On connait tous la suite, Galchenyuk a percé la formation du Canadien à l’âge de 18 ans, avant de devenir un rouage essentiel du club. Seul hic, le jeune prodige évoluait à l’aile, le temps de s’adapter au circuit Bettman.

Au terme de sa quatrième saison, alors que le Canadien traversait une période de grande noirceur, Galchenyuk s’est finalement imposé au poste de centre. Les résultats sont époustouflants pour le moment, celui-ci étant le meilleur buteur et marqueur de l’équipe avec une récolte de 7 buts et 19 points en 19 rencontres cette année. Même les plus sceptiques, convaincus que l’Américain était davantage un ailier naturel qu’un centre, semblent confondus.

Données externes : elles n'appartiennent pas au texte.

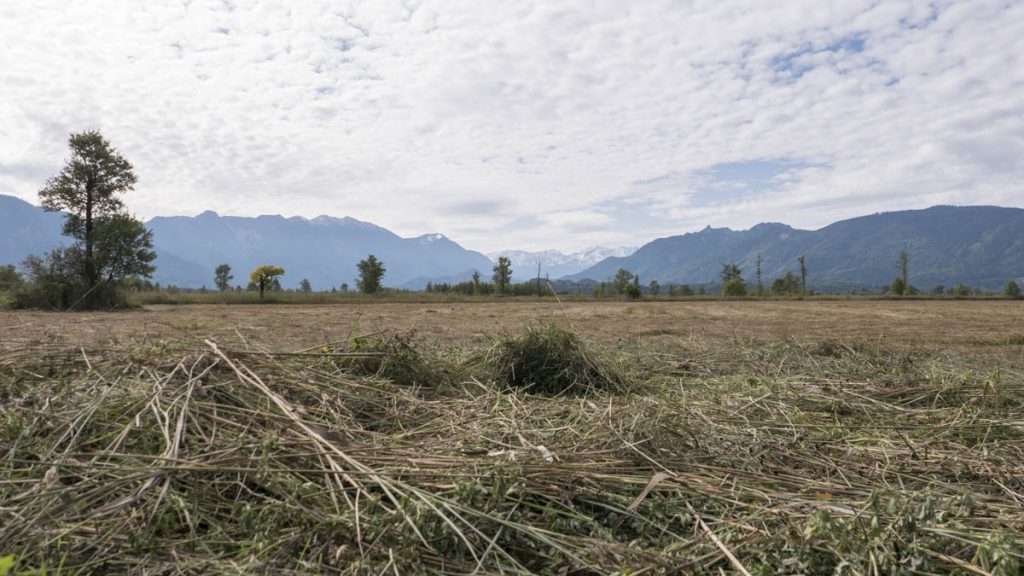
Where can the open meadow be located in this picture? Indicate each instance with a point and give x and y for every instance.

Il est vrai que Galchenyuk adore avoir la possession du disque et qu’il a amplement les habiletés nécessaires pour étourdir les défenses adverses. Le meilleur exemple à cet effet est que Galchenyuk s’avère être le joueur du CH réussissant le plus grand nombre de feintes, tout en affichant le meilleur taux de réussite à ce chapitre. C’est peut-être bien le talent brut de ce surdoué pour manier la rondelle qui fut à l’origine de ce scepticisme sur son potentiel comme joueur de centre.

De même, Galchenyuk est souvent en possession du disque, alors qu’il est le deuxième joueur du Canadien ayant le plus fréquemment le contrôle en zone adverse, soit pour 35 secondes pour chaque tranche de 20 minutes jouées à égalité numérique. Cette donnée peut s’avérer trompeuse, car il serait facile de croire que Galchenyuk est souvent en possession du disque, refusant d’alimenter ses compagnons de trio, préférant déculotter à lui seul la défensive adverse. Or, la réalité est toute autre.

La saison passée, quatre des dix joueurs ayant eu le plus souvent le contrôle de la rondelle en zone offensive percèrent également le top-10 de la LNH pour les passes récoltées, soit Joe Thornton, Patrick Kane, Anze Kopitar et Evgeny Kuznetsov. Cette tendance dévoile que même si un joueur conserve longtemps la possession du disque, cela ne fait pas nécessairement de lui un mauvais fabricant de jeux. Ce pourrait même être l’inverse, ceux-ci conservant la rondelle pour donner le temps à leurs coéquipiers de se démarquer.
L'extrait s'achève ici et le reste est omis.